“Tales of the Slayer: Vol. 4” by Various Authors Review


Tales of the Slayer: Vol. 4

Author: Michael Reaves, Scott Allie, Robert Joseph Levy, Kristine Kathryn Rusch, Greg Cox, Kara Dalkey, Jane Espenson, Nancy Holder

Release Date:November 2004

The last collection of short stories was surprisingly the best overall by quite a bit. Although all of the stories shared a similar event (the Cruciamentum, the test a slayer takes at 18 when they are lacking their tricked by their watcher and lacking all powers), the more common thread was stronger characterization and more interesting plots. Here’s how I’d rank them from worst to best.

Sideshow Slayer – A fun story set in a traveling carnival where demons and the supernatural fit in. A few shockingly violent moments also made it memorable.

Alone – This 1800’s story about a slayer returning home took a shocking turn into an abusive parent story that I did not see coming.

Two teenage girls at the mall – A somewhat predictable twist where the story is written from the vampire’s perspective; the conversation between the two parties at the end reinforces why Jane Espensen is the best writer I’ve seen in these books so far.

Undeadsville – I always wondered why they didn’t do a storyline on the tv show about a slayer that was turned into a vampire. This story gets extra points for that reason, and also some nice use of multiple viewpoints.

It’s All about The Mission – one of the more straightforward stories in the set, this one is great for fans of the show by capitalizing on the Principal Wood storyline from the last seasons.

Back to the Garden – A great story set in the 1960’s about a pacifist slayer and the commune as a sanctuary for the supernatural.

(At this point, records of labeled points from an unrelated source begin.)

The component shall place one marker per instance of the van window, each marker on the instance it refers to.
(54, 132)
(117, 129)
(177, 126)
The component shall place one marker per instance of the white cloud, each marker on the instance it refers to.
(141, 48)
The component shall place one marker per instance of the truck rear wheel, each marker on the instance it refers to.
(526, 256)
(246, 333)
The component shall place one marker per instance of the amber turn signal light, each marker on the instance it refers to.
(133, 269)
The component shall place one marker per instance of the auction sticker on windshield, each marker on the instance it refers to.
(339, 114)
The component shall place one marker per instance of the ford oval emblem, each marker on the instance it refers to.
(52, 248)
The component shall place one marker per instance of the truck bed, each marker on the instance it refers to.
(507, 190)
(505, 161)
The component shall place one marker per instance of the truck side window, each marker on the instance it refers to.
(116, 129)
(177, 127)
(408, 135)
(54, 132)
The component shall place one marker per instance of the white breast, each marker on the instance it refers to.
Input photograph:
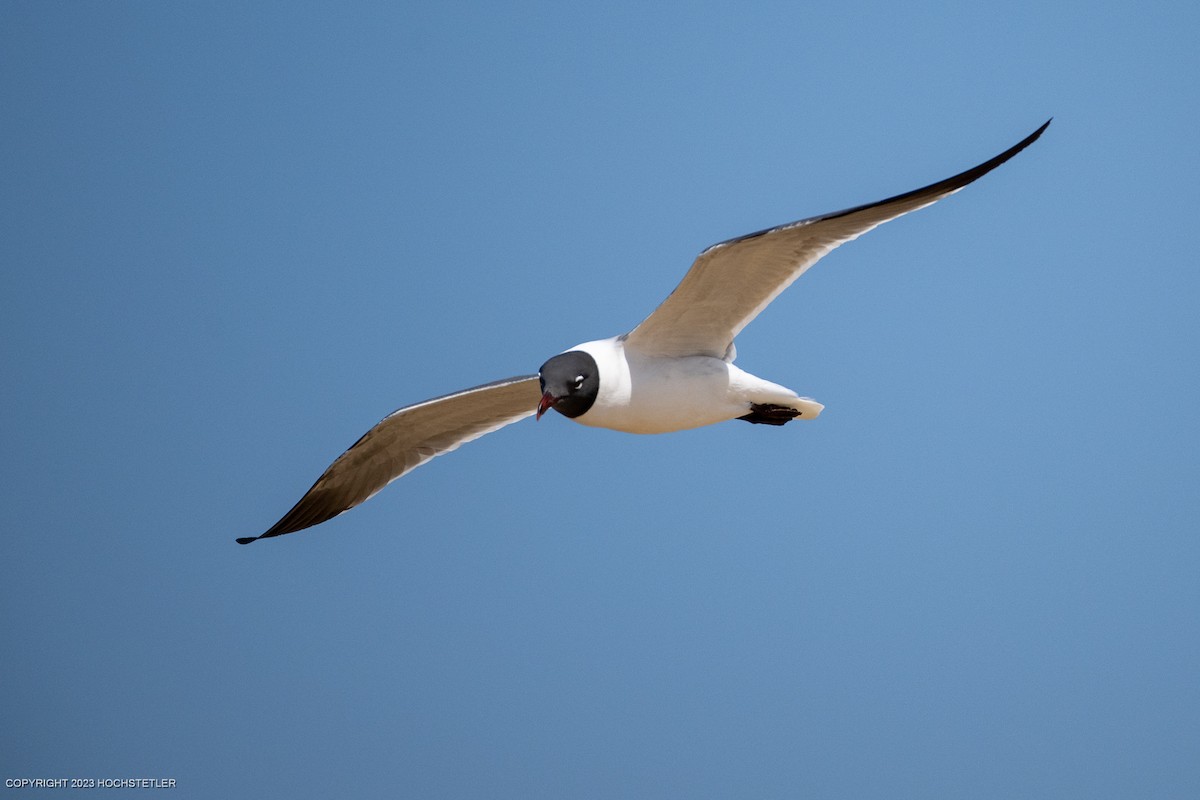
(641, 394)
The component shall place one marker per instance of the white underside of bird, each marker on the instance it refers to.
(673, 372)
(647, 394)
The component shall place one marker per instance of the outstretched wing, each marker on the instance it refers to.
(730, 283)
(402, 441)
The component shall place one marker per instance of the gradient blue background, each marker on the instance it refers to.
(234, 235)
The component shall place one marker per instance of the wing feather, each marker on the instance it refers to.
(402, 441)
(731, 282)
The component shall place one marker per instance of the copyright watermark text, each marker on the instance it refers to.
(89, 783)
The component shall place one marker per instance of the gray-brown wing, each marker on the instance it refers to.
(730, 283)
(402, 441)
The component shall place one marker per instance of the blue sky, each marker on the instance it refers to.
(235, 235)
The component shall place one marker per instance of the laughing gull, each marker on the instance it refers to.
(672, 372)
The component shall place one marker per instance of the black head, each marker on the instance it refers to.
(570, 383)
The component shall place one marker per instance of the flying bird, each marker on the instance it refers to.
(672, 372)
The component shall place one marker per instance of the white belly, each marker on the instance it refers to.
(655, 395)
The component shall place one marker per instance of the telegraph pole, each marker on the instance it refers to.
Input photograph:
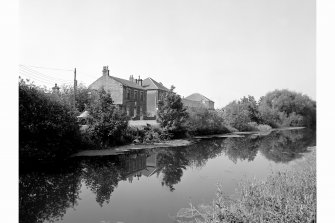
(75, 87)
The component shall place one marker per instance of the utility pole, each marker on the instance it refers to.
(75, 87)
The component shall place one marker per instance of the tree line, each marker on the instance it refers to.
(49, 129)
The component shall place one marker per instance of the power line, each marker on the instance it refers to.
(49, 68)
(41, 79)
(42, 74)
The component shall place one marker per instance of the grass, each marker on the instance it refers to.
(288, 196)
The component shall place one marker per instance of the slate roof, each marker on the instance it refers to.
(127, 83)
(197, 97)
(151, 84)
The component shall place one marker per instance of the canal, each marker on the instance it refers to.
(151, 185)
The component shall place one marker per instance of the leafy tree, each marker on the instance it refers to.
(82, 96)
(48, 127)
(238, 114)
(172, 115)
(108, 124)
(287, 108)
(202, 121)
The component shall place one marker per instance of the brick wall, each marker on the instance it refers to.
(111, 86)
(152, 97)
(132, 104)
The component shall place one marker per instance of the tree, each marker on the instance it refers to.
(172, 115)
(48, 127)
(287, 108)
(82, 96)
(108, 124)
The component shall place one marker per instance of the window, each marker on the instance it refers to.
(128, 110)
(141, 95)
(128, 94)
(135, 111)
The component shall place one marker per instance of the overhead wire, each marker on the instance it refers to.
(43, 76)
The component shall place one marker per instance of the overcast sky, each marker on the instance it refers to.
(223, 49)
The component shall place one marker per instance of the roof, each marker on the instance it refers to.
(127, 83)
(85, 114)
(197, 97)
(191, 103)
(151, 84)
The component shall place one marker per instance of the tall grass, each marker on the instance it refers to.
(287, 196)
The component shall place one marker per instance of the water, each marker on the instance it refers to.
(152, 185)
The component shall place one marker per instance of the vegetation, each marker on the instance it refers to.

Survivors – The watcher in this story (as a traumatized WW1 survivor) and his slayer (as a girl covering the duties of both people) were two of the most compelling characters in any short story so far.

The rule of silence – My favorite non-Buffy story so far, taking place in the Spanish Inquisition a young Jewish girl has to overcome not only the religious zealots of the day but also a Cruciamentum that puts all the others in this book to shame.